In this Facebook era of ‘rent-a-quote’ (you know the kind I mean, people photoshop a picture of Nelson Mandela with some inspiring quote and share it to show they now somehow sit that bit nearer to the knowledge tree) one of the characters from the world of Punk Rock that I often see quoted is none other than Henry Rollins. Come to think of it I don’t know if all of the quotes attributed to Rollins are actually his own but for the most part there isn’t much to debate with even if it appears in Facebook terms that he spends as much time pontificating as making music these days, which isn’t the case.
Rollins is an unashamed fan of The Clash and even though its over 25 years since he fronted Black Flag (honestly, 27 years this year) he has had a long and varied career that is now well into its third decade. What I didn’t realise because I never make time to see that many films is that Henry has now appeared in over twenty movies since his acting debut in addition to his extensive television and radio work which I was aware of. What’s really interesting about him is he usually causes a reaction which is more than can be said for many and while he sometimes skates the perimeter of the bleeding obvious in my opinion he ruffles feather by not pulling punches when talking about music, society and the state of the nation. It’s probably only obvious to me because I don’t usually disagree with his perspective on most topics.

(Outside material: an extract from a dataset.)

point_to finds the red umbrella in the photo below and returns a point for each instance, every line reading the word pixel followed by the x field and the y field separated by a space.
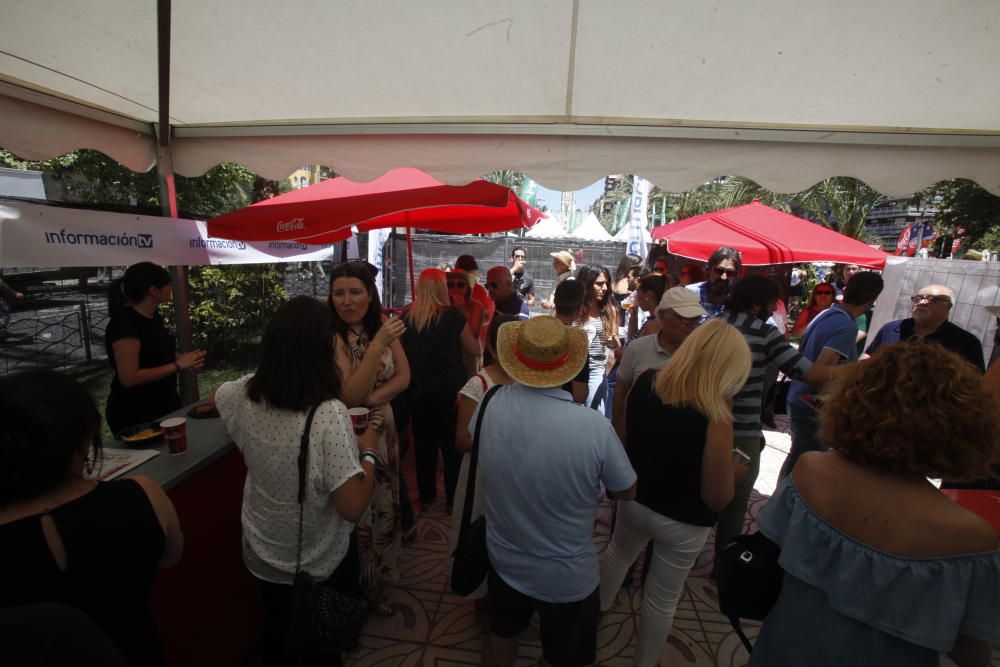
pixel 764 235
pixel 325 212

In this recent article written for LA Weekly, Henry talks about getting older (he’s still only 52) and staying angry at which point he speaks at length about The Clash. I’ve reproduced some of that below but I do recommend the whole article being worth a read. He writes about how the debut Clash album is something he’s listened to since he was kid and how it still never fails to impact him, a sentiment that I know many of you can relate to. Nice to know he still plays vinyl too. He blogs a few times a week on the LA Weekly site, it’s always worth a look so bookmark it after you read it.

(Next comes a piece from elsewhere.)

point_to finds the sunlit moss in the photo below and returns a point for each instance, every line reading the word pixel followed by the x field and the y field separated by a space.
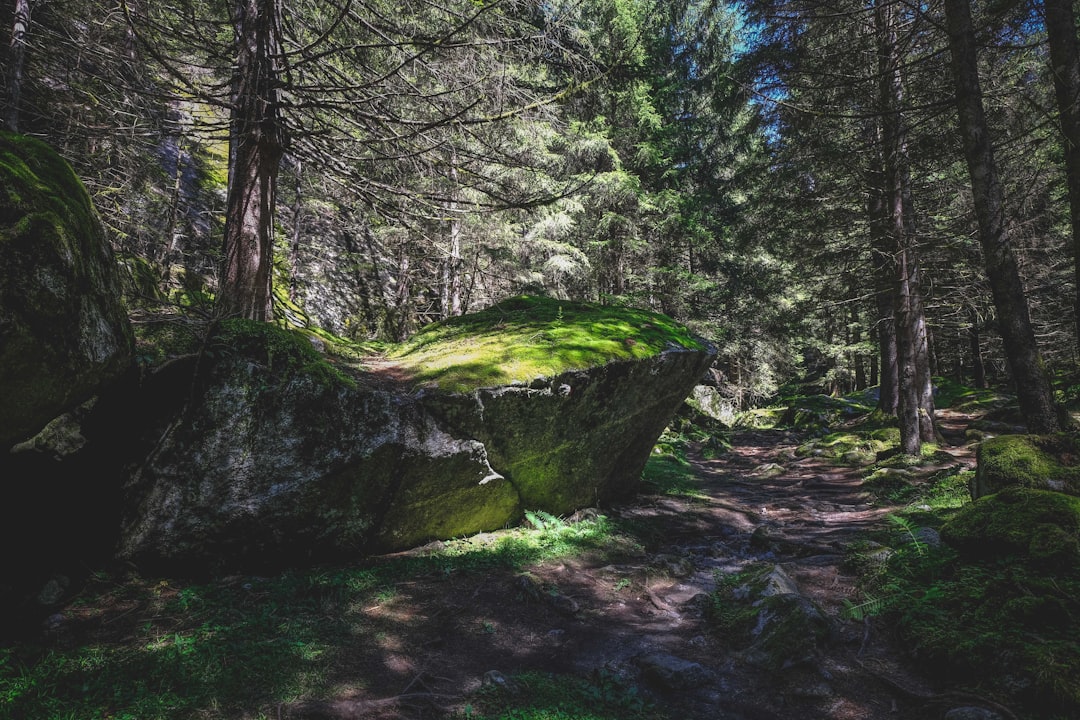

“One of my true north, clear the air, reset favorites is the first Clash album, the UK version, which has different songs than its American cousin. I have been listening to this album since I was in high school and it still moves me.
So, I sat right in front of the speakers and took it in one more time. As I listened, I did a multi-level gut check. I do this kind of thing all the time: Before shows, auditions, anything where there is risk involved. I do the big ones in the early hours of the new year and on my birthday. I try to figure out where I’m at as far as motivation, intensity, etc.
When the album’s last song, “Garage Land,” (sic) finished. I found myself very happy. Ecstatic, actually. Because I realized how angry I was. I got up, flipped the record over, started it again and resumed my self-analysis. As the songs played, I concluded that I was more angry than I was a year ago. This to be an achievement, something I have somehow gotten it right.
My anger does not manifest itself in destruction of objects, swearing in traffic, or attempting to get beaten up by another male several years my junior ” Henry Rollins – LA Weekly
What’s your take on the always outspoken Rollins and indeed Black Flag? Did many of you see them live back in the 80′s, I remember they played The Marquee in London with Husker Du in about ’84 – quite a bill.